The EBay seller PLATINUMENZO (Vintage Rare Hard To Find Items) is taking payments and not mailing items. He currently has 232 watches on sale. I paid for a ladies watch strap four weeks ago and have received nothing. No response to emails. Phone info is false. Belatedly checking his FB it shows a pattern of recent fraud. 22 neg FB in the last 2 months and *10 buyers claim not to have received their items.* In my case a complaint was filed with PayPal and a refund received. I suspect when the seller is not getting his price he is simply ignoring the buyer. I emailed Ebay to ask them to investigate this seller. This seller needs to be avoided.

E


----------



## pg tips (May 16, 2003)

thanks for the heads up, can't help wondering though as it's an interesting topic for a 1st post, there isn't a hidden agenda here I hope.


----------



## etownster (Sep 7, 2007)

pg tips said:


> thanks for the heads up, can't help wondering though as it's an interesting topic for a 1st post, there isn't a hidden agenda here I hope.

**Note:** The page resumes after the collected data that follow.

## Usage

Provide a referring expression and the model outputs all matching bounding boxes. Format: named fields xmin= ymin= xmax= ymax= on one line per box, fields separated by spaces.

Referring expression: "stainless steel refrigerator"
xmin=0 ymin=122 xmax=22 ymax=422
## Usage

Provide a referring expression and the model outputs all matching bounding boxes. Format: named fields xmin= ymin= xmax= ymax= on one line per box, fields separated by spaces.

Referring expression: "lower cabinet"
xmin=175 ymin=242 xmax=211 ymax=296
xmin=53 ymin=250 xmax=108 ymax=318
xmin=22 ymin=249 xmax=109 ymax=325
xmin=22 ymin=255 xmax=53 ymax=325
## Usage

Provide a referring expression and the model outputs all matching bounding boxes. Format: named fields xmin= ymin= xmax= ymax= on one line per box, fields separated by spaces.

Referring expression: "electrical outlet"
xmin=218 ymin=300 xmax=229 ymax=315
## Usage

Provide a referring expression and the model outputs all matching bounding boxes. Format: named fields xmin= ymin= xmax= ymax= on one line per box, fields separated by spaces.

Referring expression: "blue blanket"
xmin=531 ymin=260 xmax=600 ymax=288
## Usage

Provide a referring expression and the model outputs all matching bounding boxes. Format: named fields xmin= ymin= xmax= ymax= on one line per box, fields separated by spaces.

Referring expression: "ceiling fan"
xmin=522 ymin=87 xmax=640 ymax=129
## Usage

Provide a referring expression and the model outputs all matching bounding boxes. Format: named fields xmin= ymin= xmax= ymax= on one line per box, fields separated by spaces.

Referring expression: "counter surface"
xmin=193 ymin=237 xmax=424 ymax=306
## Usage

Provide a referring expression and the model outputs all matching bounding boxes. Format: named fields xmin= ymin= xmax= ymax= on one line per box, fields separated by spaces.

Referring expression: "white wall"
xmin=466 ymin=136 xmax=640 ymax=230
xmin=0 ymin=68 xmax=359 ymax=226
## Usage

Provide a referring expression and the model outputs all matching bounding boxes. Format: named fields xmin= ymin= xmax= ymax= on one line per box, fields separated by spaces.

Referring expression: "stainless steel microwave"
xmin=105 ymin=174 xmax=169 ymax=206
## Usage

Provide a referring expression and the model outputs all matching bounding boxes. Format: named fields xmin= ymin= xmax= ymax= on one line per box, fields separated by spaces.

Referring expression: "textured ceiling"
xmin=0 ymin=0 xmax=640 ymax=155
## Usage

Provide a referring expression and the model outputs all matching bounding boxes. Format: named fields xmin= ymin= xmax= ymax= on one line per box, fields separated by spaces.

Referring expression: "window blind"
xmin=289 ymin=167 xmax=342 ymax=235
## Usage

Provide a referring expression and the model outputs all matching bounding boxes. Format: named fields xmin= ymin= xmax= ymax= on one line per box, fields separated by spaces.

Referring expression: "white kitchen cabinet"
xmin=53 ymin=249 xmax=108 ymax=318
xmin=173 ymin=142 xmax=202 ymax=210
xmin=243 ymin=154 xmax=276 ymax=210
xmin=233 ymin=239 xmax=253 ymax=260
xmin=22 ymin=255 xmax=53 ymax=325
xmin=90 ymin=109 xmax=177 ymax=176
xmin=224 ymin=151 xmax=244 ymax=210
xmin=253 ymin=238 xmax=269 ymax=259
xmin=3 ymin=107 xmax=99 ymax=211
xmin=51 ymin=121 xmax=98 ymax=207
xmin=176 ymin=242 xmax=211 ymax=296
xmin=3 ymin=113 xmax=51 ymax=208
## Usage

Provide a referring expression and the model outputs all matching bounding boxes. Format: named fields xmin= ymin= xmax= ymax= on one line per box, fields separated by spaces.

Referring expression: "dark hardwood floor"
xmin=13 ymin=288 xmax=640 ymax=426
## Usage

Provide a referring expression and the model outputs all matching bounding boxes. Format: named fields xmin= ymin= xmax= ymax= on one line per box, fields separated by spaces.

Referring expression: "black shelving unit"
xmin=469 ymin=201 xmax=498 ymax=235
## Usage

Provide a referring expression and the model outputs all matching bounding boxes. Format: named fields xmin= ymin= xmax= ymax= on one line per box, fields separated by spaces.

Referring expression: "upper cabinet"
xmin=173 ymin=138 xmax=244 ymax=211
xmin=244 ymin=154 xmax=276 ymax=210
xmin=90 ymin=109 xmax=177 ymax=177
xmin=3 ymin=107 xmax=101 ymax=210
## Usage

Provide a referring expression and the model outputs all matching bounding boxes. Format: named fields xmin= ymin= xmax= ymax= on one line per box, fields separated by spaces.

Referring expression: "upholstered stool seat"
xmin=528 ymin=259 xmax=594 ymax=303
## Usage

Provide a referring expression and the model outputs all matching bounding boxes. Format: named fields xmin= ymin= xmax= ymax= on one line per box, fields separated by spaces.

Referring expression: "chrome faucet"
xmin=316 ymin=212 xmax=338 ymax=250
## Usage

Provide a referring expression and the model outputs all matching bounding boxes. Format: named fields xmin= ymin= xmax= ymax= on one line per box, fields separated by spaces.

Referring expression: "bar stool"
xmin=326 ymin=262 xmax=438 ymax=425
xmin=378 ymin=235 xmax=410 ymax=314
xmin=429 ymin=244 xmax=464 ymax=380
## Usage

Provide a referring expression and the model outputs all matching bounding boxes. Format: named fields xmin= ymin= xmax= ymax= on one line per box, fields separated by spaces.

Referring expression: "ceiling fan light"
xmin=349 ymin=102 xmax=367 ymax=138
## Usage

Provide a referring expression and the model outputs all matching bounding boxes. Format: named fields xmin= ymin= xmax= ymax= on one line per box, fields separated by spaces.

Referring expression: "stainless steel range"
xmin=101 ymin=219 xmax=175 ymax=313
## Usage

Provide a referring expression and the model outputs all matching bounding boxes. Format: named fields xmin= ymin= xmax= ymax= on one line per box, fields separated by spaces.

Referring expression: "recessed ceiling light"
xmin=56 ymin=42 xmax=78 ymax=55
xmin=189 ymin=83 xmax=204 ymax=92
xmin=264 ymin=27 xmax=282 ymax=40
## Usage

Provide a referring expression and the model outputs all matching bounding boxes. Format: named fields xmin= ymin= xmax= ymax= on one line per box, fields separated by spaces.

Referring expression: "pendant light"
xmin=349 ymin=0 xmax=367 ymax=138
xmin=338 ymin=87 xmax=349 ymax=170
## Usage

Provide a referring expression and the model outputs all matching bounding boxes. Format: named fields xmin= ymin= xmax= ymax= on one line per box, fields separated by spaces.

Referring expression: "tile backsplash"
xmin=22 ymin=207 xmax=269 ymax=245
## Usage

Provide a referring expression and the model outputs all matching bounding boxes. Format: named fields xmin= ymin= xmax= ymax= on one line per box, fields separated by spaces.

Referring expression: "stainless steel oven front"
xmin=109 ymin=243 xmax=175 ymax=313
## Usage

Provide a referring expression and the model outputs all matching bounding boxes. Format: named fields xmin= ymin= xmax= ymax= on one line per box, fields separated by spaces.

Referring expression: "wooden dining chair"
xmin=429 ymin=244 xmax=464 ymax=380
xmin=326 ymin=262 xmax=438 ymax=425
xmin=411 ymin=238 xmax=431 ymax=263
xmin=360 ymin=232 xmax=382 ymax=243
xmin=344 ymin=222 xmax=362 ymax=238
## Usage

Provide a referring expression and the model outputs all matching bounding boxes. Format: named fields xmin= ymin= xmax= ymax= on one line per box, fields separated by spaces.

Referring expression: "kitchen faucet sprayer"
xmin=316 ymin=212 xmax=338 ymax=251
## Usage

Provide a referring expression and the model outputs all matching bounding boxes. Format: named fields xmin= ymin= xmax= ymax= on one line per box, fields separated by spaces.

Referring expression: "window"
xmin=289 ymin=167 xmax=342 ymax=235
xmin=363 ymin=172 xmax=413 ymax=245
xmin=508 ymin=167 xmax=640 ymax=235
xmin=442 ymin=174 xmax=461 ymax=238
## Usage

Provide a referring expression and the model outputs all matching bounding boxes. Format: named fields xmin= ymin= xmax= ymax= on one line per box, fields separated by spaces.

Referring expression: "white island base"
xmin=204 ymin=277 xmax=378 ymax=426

Nope. No hidden agenda. Diana Larue's feedback pretty much speaks for itself.

The problem with EBay's FB system, that a moment's thought will reveal, is that higher volume sellers are immune in a sense to feedback since their high turnovers allow them to "ignore" the relatively small number of customers they burn. It is one of the biggest gripes on EBay. EBay is stacked against buyers because of the three strike rule. Sellers on the other hand can get away with murder before EBay steps in. It is a shame because there are a lot of nice folks trying to run a professional business.

There are also a lot of buyers to rushed to run down every FB profile relying rather on the the posted % rating which as you know can hide a lot of nonsense. That was my reason for the original warning.

E


----------



## grahamr (Jun 25, 2007)

etownster said:


> The problem with EBay's FB system, that a moment's thought will reveal, is that higher volume sellers are immune in a sense to feedback since their high turnovers allow them to "ignore" the relatively small number of customers they burn. It is one of the biggest gripes on EBay. EBay is stacked against buyers because of the three strike rule.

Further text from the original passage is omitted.